With early studies fueling premature optimism, the new strain’s greatest weapon is making the world forget about deadly Delta

(Originally published Dec. 8 in “What in the World“) As Omicron sweeps the planet (57 countries and counting), one of its most dangerous effects appears to be a brain fog whose symptoms include unjustified optimism about the Covid pandemic. This despite the fact that there isn’t much evidence we should be optimistic and plenty that we shouldn’t. The latest Omicron-induced appraisal, unsubstantiated yet somehow reasonable, is this: Vaccines don’t defend very well against Omicron, but may still prevent severe illness, which Omicron doesn’t appear to cause anyway.

With very little scientific evidence at hand, but plenty of the empirical kind, White House chief medical advisor Anthony Fauci has observed that the Omicron variant of Covid-19 spreading rapidly around the world doesn’t yet seem as severe a pathogen as the Delta strain of the virus, which is also still spreading.

This may be cold comfort, considering we’re still losing to Delta. But it’s very good news if Omicron turns out to be so much more infectious than Delta that it gradually supplants it as the prevailing strain. It means we may finally have a version of Covid that really is “just like the flu.”

Unfortunately, the only real evidence we have that this might be true is that Omicron’s rapid spread still hasn’t produced the kind of spike in hospitalizations and deaths we saw when Delta emerged last spring. The World Heath Organization warns that it’s too early and we should expect more to come. The only scientific study yet available is data from South African hospitals on 166 patients that presented at hospitals with Omicron over a two-week period. That study found that most didn’t need oxygen or suffer much respiratory stress. Indeed, most had been hospitalized not because of Covid, but because of other things.

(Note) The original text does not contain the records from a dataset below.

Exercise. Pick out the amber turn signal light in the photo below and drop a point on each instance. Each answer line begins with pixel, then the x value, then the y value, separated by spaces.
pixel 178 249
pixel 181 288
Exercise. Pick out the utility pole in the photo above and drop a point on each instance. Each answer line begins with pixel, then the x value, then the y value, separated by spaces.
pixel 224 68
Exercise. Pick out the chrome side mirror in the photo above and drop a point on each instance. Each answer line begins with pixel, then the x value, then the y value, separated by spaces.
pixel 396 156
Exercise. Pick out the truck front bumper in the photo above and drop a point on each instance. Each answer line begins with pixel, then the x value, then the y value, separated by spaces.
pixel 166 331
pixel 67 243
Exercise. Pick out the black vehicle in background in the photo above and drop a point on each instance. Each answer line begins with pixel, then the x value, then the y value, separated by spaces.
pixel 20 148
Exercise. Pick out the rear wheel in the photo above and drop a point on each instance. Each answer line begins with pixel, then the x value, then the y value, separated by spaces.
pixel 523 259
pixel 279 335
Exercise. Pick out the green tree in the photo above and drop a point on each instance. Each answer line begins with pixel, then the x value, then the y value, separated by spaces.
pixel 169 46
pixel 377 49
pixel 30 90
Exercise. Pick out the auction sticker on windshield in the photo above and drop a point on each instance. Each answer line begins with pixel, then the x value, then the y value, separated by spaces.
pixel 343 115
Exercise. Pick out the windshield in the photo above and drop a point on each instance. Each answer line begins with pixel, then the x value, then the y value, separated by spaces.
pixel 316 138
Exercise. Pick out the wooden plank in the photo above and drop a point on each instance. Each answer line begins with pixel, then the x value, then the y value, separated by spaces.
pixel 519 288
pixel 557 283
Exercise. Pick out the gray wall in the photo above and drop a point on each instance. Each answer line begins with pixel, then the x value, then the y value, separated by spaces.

So, as the study concludes, the best we can do is be cautiously optimistic that Omicron replaces Delta and leaves us less vulnerable to hopsitalization and death. Alternatively, Omicron could turn out to be as much of a damp squib as Mu has been since we first wrote about it back in September. Mu, like Alpha, was kicked out of the nest by Delta.

Meanwhile, The New York Times, reacting to another very early study from South Africa that found the Pfizer/BioNTech vaccine only about 1/40th as effective against Omicron its predecessors, concluded hopefully in its headline that the “Pfizer vaccine gives some protection against Omicron.” Yes, some. Very little. The study was based on blood samples from only 12 Omicron patients. The study’s authors, at the Africa Health Research Institute, went on to hypothesize that vaccines may prevent Omicron patients from severe illness—despite that early study that Omicron doesn’t cause severe illness—and that booster shots would improve that effectiveness. That deduction was corroborated Tuesday by BioNTech co-founder Ugur Sahin.

Well, yeah. But to what? 1/20th the effectiveness they have against Delta? Excuse me if I don’t pop the champagne.

Our best hope is word from vaccine makers that they’ll be able to tweak vaccines for Omicron within three months. That means we could start seeing inoculations against Omicron by April, with more widespread inoculations before next winter.

Omicron’s second deadly symptom is apathy: polls show that Americans are just too tired of the pandemic to worry much about Omicron and resume precautions against it—or the Delta strain still regaining ground in the United States.

Indeed, Omicron’s deadliest symptom so far is that it has completely distracted people from Delta. We need to keep worrying about Delta, which is ravaging even vaccinated populations as it proves only partially susceptible to vaccines and vaccinated people’s immunity fades as people increase gathering due to colder weather and the Holidays.

In the meantime, vaccines and boosters shots remain de rigeur; even Santa Claus has had a booster. More European nations are approving vaccines for children from 5 to 12, joining the U.S. inoculating the population cohort with the highest Covid infection rate that has been instrumental in maintaining the virus and transmitting it to unvaccinated adults and vaccinated adults as their immunity wanes over time. Vaccinating kids won’t eliminate them as carriers; with Delta, it’s still only slightly better than a coin-toss as to whether a vaccinated individual gets infected, even if they’re unlikely then to develop symptoms. That makes them even more dangerous as carriers, just as children have been, since they’re unlikely to get sick from Covid even if unvaccinated. But it will cut the likelihood of them carrying the virus in half.

Eventually, whether or not you’re fully vaccinated won’t depend on just whether you’ve received an initial vaccination, but how recently you’ve received an inoculation, including a booster shot. In other words, vaccination will have an expiry date, and so will our ability to travel quarantine-free, or pass requirements for entering bars and restaurants, etc.

For the Holiday Season, moreover, it’s important to realize that until Omicron is regarded by officialdom as harmless, infection is tantamount to hospitalization. If you test positive, you won’t be getting on any airplanes.